# Replacing a chandelier with a recessed light.



## Bob Mariani (Dec 1, 2008)

Number of cans will be determined by the size of your table. One will not do. At least two, four small ones will be much better. You will need to patch the hole where this light is now.


----------



## RyanD (Mar 23, 2009)

Bob Mariani said:


> Number of cans will be determined by the size of your table. One will not do. At least two, four small ones will be much better. You will need to patch the hole where this light is now.

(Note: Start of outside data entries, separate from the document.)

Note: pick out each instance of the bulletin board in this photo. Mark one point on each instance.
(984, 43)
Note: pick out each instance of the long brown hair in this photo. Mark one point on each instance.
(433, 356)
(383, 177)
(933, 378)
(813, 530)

This is over stairs not a table. The door is the front door, it's a split level where the right stairs go down and the left go up to where the picture was taken.


----------



## Bob Mariani (Dec 1, 2008)

Oh.. maybe one commercial light with a larger spread and lamp size. But you still need to patch, since this box is most likely nailed against a joist.


----------



## Ron6519 (Mar 28, 2007)

You will need several recessed lights to give you the same lighting as a chandelier. How many will depend on the size of the area you're lighting.
The boxes in the ceiling now for the lights that are there will probably be 4" boxes.
Ron


----------



## irenadun (Jan 20, 2016)

i have mounted a chandelier when i switch it on i just get a little flame color and nothing more the 15 amp breaker is okay what have i done wrong


----------